# Claustrophobic/ fear of lifts...



## twne (Aug 21, 2014)

Hello All;

Just a post to get me started...

I have just accepted a relocation offer which will see me starting on 04/01/15 in Dubai. 

My question, is perhaps an unusual one; Would having a fear of enclosed spaces (lifts especially) be a problem for life in Dubai? / Does anyone have experience living with this particular fear in Dubai?

I think where we choose to live would be the biggest concern. The office is in Jebel Ali so I would need to choose something within commutable distance. 

I was thinking something on the Palm Jumeirah. Looking at the property websites my housing allowance should cover a 2 bed apartment there.

Can anyone offer advice on finding a property on a low floor (accessible by stairs)?

Thanks,


----------



## Jowhara (Aug 10, 2014)

Fear of lifts is more common than you can imagine. I know several people who have it. Some of them have overcome it. It's not very difficult to overcome. I myself don't like flats very high up. Not because I have a fear of lifts. But because what will happen if there's a fire or earthquake? Running down so many flights of stairs is going to be horrible. And what happens if the lights go out too? Most building staircases don't even have windows so it'll be complete darkness. 

This is why it's always better to get an apartment on a lower floor or rent a villa instead of an apartment.


----------



## xxxxxxxxxxxxxxxxxStewartC (Mar 3, 2012)
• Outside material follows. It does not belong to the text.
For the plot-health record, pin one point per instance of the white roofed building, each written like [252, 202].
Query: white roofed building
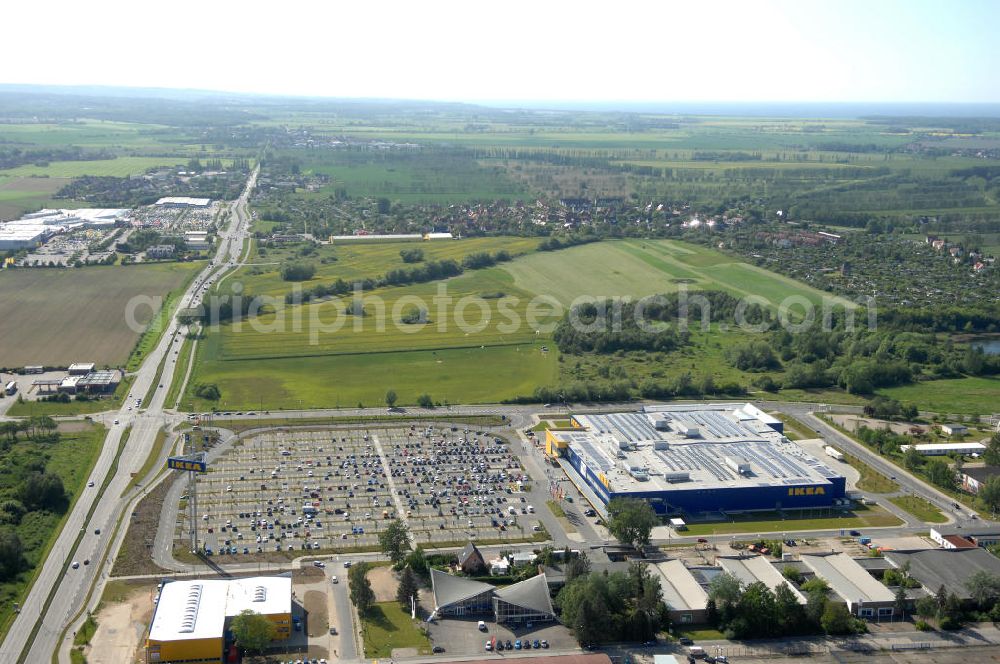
[191, 617]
On what floor is your office?


----------



## twowheelsgood (Feb 21, 2013)

Unless you are in a Palm villa, the Shoreline apartments are 10 floors or more high. There are stairs but not commonly used. The lower floors are very busy as you have road, or a bar or a monorail right outside your window.

You may be better seeking a villa unit somewhere else.


----------



## twne (Aug 21, 2014)

It is my wife with the fear and as we are a young couple (no kids) we thought we would be more comfortable in a more central apartment, rather than a villa. 

My feelings are we would be better to wait until we are both out there and view some apartments and villas. Just looking for some general advice or similar experiences. 

Thanks for the comments.


----------



## pamela0810 (Apr 5, 2010)

Most of the apartment buildings close to Jebel Ali are high rise buildings. They sell the view more than the actual apartment if you look at any of the property sites. Is your wife willing to walk up and down 6 or 8 flights of stairs everytime you need to go somewhere?

If your budget permits, you could afford a villa in Jebel Ali Village or JVC, JVT, Springs or Meadows. They're all close to the Jebel Ali Freezone.


----------



## LesFroggitts (Dec 30, 2013)

Don't forget that most stairwells are not air-conditioned - this will have an impact on your decision making. Going down may be ok, but skywards won't be pleasant (unless you're one of those 'run up tall buildings' sporty types).


----------



## TallyHo (Aug 21, 2011)

Look into the Greens. Right opposite the Palm and central enough. Has a few high rises but most of the community is mid rises. Shouldn't be difficult to find a ground or first floor apartment.

Other than that I don't think it's difficult to avoid elevators in Dubai. You'd just have to avoid restaurants and bars that require elevator access.


----------



## twne (Aug 21, 2014)

Thought I would follow up on this... Finally got round to it.

We have now been here since January and we found an apartment in JBR on the Upper Plaza level. We love the apartment and the area.

One flight of stairs from the plaza and a couple more to the ground. We don't have the lovely sea views of some, but a good size balcony over the plaza is nice enough.

It wasn't an easy find and many agents did not listen to our requirements, but in the end we got lucky and found one we liked. (some people have a strange idea on how to show a property)

Thanks again for everyone's advice.


----------



## TT365 (Oct 14, 2014)

Glad to hear it, I am surprised to find there were agents that didn't listen to your requests though ;-)


----------



## rsinner (Feb 3, 2009)

Great! How do you manage to avoid lifts at work, at the airport, and at hotels etc?


----------